Home Medizin Wie die Psychiatrie den Anstieg der Klimaangst bekämpft

Wie die Psychiatrie den Anstieg der Klimaangst bekämpft

von NFI Redaktion

Der Klimawandel ist in den letzten Jahren verstärkt ins Bewusstsein gerückt. Hitzewellen, Waldbrände und andere extreme Wetterbedingungen haben nicht nur physische Schäden verursacht, sondern auch Auswirkungen auf die psychische Gesundheit und das Wohlbefinden vieler Menschen gehabt.
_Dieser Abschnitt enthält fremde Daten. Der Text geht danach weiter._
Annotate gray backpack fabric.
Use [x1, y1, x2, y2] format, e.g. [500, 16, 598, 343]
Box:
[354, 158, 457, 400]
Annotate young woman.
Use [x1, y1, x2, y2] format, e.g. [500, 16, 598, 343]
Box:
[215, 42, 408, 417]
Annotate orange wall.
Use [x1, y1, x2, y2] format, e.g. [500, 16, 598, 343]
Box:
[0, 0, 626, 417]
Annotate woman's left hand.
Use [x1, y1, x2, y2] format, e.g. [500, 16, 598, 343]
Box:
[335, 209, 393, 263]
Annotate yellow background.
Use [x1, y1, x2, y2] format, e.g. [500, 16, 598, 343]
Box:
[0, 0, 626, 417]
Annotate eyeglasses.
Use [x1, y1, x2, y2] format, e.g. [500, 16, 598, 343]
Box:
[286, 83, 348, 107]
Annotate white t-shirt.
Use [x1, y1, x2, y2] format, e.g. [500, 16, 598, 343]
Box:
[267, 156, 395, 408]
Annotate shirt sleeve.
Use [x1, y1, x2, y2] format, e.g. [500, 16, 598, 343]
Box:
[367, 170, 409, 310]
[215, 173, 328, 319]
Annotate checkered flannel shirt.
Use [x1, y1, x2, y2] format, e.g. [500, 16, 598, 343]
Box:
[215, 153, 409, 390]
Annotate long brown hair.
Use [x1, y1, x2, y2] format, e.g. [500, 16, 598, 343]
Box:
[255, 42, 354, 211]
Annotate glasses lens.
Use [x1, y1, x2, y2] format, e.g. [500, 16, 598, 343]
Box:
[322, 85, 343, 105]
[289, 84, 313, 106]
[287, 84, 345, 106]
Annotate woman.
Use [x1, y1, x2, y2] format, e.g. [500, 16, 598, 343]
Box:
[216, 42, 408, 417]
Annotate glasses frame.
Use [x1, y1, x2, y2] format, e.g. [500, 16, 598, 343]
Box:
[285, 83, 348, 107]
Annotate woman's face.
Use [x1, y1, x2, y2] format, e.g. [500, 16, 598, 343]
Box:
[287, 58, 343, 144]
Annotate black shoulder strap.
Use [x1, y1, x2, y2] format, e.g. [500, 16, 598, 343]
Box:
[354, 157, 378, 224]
Laut einer landesweiten Umfrage aus dem Jahr 2022 sind etwa 64 % der Amerikaner besorgt über den Klimawandel, wobei 27 % angeben, sehr besorgt zu sein. Etwa 10 % gaben an, Symptome von Angstzuständen und/oder Depressionen im Zusammenhang mit dem Klimawandel zu verspüren.

Experten im Bereich der Psychiatrie haben begonnen, sich mit den emotionalen und psychiatrischen Auswirkungen des Klimawandels zu befassen. Es ist wichtig, nicht nur auf die physischen, sondern auch auf die psychischen Folgen extremer Wetterbedingungen zu achten.
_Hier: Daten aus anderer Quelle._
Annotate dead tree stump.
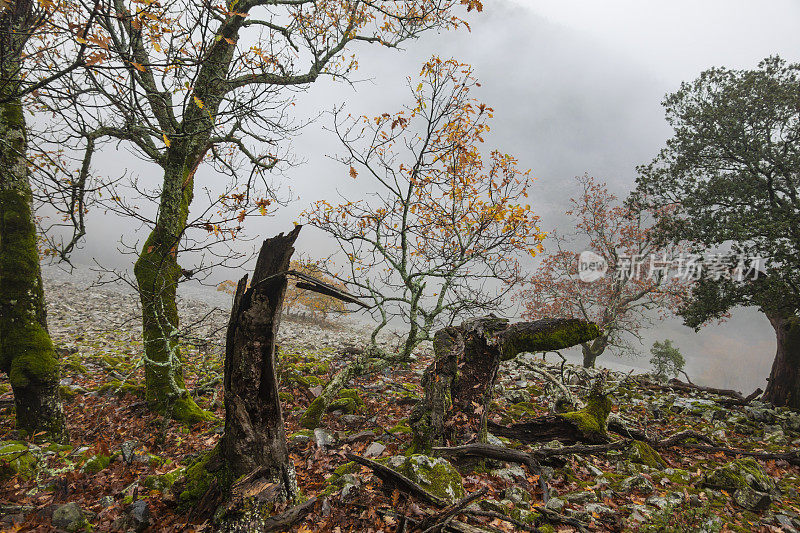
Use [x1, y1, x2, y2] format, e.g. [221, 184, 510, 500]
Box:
[409, 316, 600, 452]
[173, 226, 313, 532]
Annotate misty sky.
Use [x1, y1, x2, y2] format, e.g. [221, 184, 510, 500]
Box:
[65, 0, 800, 393]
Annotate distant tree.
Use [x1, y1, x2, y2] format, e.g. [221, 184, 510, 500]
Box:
[283, 259, 347, 320]
[37, 0, 472, 422]
[638, 57, 800, 408]
[521, 176, 688, 368]
[304, 57, 544, 359]
[650, 339, 686, 381]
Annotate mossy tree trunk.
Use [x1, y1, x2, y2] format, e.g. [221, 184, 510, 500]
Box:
[0, 1, 67, 442]
[581, 335, 608, 368]
[134, 156, 211, 423]
[764, 313, 800, 409]
[129, 17, 236, 423]
[409, 317, 600, 452]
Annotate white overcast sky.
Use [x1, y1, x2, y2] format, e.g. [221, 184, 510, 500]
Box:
[67, 0, 800, 392]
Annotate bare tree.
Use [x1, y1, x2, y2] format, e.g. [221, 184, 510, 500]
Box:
[36, 0, 480, 422]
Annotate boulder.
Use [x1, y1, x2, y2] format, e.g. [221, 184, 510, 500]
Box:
[52, 502, 86, 533]
[0, 441, 38, 481]
[390, 455, 465, 502]
[703, 457, 777, 511]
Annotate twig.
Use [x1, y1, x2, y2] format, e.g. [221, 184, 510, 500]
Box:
[417, 487, 489, 533]
[345, 452, 447, 507]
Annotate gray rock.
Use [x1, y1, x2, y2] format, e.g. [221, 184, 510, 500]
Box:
[314, 428, 333, 449]
[503, 486, 531, 506]
[545, 498, 565, 513]
[489, 465, 527, 483]
[775, 514, 797, 533]
[563, 490, 597, 504]
[364, 442, 386, 457]
[52, 502, 86, 532]
[733, 487, 772, 513]
[130, 500, 150, 531]
[583, 503, 616, 516]
[619, 474, 655, 494]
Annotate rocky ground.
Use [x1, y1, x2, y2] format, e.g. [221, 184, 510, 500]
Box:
[0, 274, 800, 532]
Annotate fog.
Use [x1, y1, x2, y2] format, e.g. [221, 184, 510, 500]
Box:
[48, 0, 800, 393]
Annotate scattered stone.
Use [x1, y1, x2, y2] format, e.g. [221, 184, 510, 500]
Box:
[489, 465, 527, 483]
[703, 457, 777, 511]
[100, 496, 114, 509]
[0, 441, 38, 481]
[52, 502, 86, 533]
[395, 455, 465, 502]
[314, 428, 333, 450]
[503, 486, 531, 506]
[544, 497, 565, 513]
[364, 442, 386, 457]
[619, 474, 655, 494]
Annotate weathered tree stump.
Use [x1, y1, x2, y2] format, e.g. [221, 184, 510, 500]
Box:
[409, 316, 600, 452]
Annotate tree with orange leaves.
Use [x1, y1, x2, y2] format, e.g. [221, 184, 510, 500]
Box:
[522, 176, 689, 368]
[32, 0, 481, 423]
[304, 57, 544, 359]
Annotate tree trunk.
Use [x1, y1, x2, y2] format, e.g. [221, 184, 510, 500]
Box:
[764, 313, 800, 409]
[173, 226, 313, 532]
[409, 316, 600, 452]
[0, 8, 68, 442]
[581, 335, 608, 368]
[134, 156, 212, 424]
[220, 226, 301, 500]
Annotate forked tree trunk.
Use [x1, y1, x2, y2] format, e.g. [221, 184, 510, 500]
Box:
[409, 317, 600, 452]
[764, 313, 800, 409]
[220, 226, 300, 512]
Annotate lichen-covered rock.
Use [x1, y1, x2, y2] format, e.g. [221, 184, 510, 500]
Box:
[703, 457, 777, 511]
[0, 441, 38, 481]
[619, 474, 655, 494]
[83, 455, 111, 474]
[557, 391, 612, 442]
[397, 455, 465, 502]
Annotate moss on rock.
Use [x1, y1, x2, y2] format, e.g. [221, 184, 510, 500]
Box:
[625, 440, 668, 469]
[397, 455, 465, 502]
[0, 441, 38, 481]
[557, 391, 611, 441]
[83, 455, 111, 474]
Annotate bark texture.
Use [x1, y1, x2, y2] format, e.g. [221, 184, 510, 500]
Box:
[0, 1, 68, 442]
[409, 316, 600, 452]
[219, 226, 300, 531]
[764, 313, 800, 409]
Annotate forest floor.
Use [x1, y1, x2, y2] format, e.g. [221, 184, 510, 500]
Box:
[0, 272, 800, 533]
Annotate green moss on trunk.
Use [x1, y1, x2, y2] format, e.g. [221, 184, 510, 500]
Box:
[0, 88, 67, 442]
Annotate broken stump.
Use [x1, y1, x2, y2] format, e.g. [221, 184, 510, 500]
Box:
[409, 316, 600, 453]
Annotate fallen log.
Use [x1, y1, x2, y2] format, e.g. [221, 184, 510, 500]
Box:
[345, 452, 447, 507]
[409, 316, 600, 453]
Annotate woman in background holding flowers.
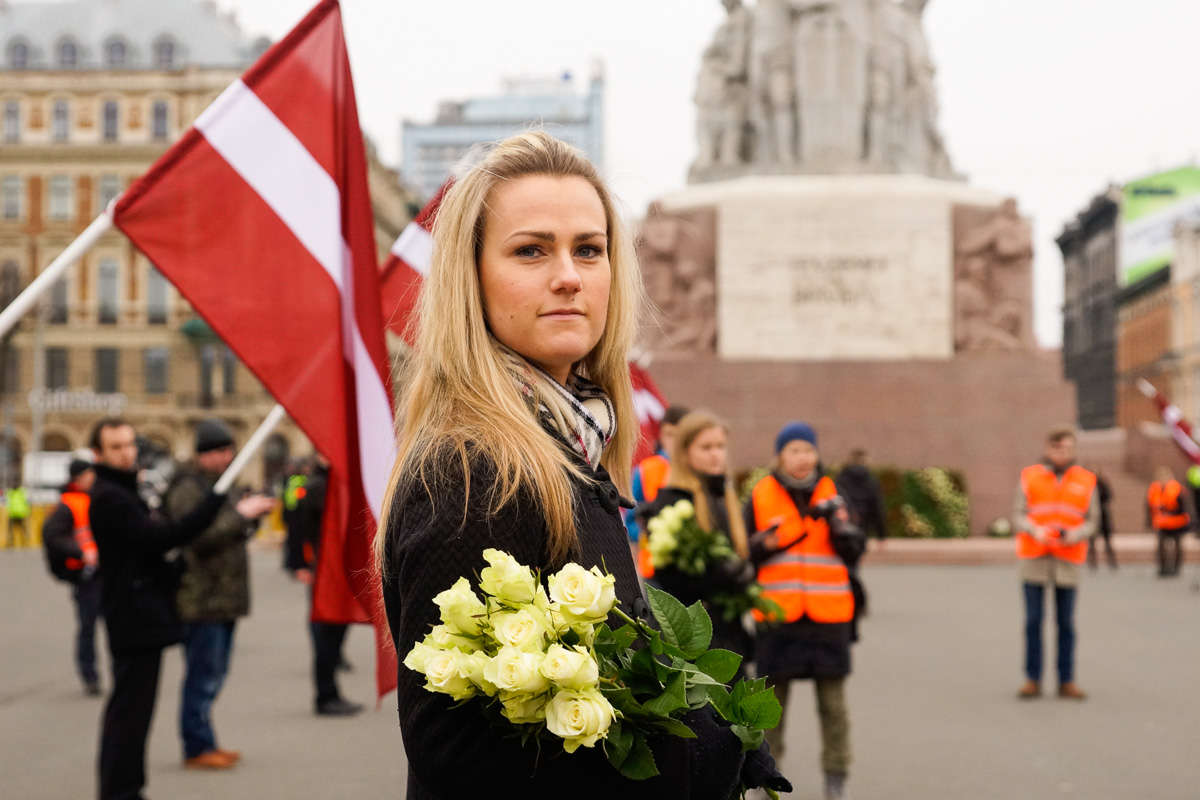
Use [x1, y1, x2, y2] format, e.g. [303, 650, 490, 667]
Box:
[643, 410, 755, 682]
[745, 422, 866, 800]
[377, 133, 787, 800]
Die Climate Psychiatry Alliance (CPA)

Die Climate Psychiatry Alliance (CPA) wurde gegründet, um das Bewusstsein für die psychiatrischen Risiken, die der Klimawandel mit sich bringt, zu schärfen. Die Organisation setzt sich dafür ein, die Verbindung zwischen Umwelt und psychischer Gesundheit anzuerkennen und sich für eine bessere Umweltpolitik einzusetzen.

Einbezogen werden

Psychiater und andere Fachkräfte im Bereich der psychischen Gesundheit können durch die CPA lernen, wie sie ihren CO2-Fußabdruck reduzieren können. Die Organisation hofft auch, dass sich mehr Psychiater in der Umweltvertretung engagieren und politisch gesteuerte Lösungen für die Auswirkungen des Klimawandels auf die psychische Gesundheit unterstützen.

Die American Psychiatric Association (APA) hat ebenfalls Maßnahmen ergriffen, um die Auswirkungen des Klimawandels auf die psychische Gesundheit anzuerkennen und sich für politische Initiativen zur Bewältigung dieser Herausforderung einzusetzen. Ein Ausschuss der APA hat Aktionspapiere ausgearbeitet, um die Organisation dazu zu ermutigen, sich von fossilen Brennstoffen zu trennen und ihren CO2-Fußabdruck zu reduzieren.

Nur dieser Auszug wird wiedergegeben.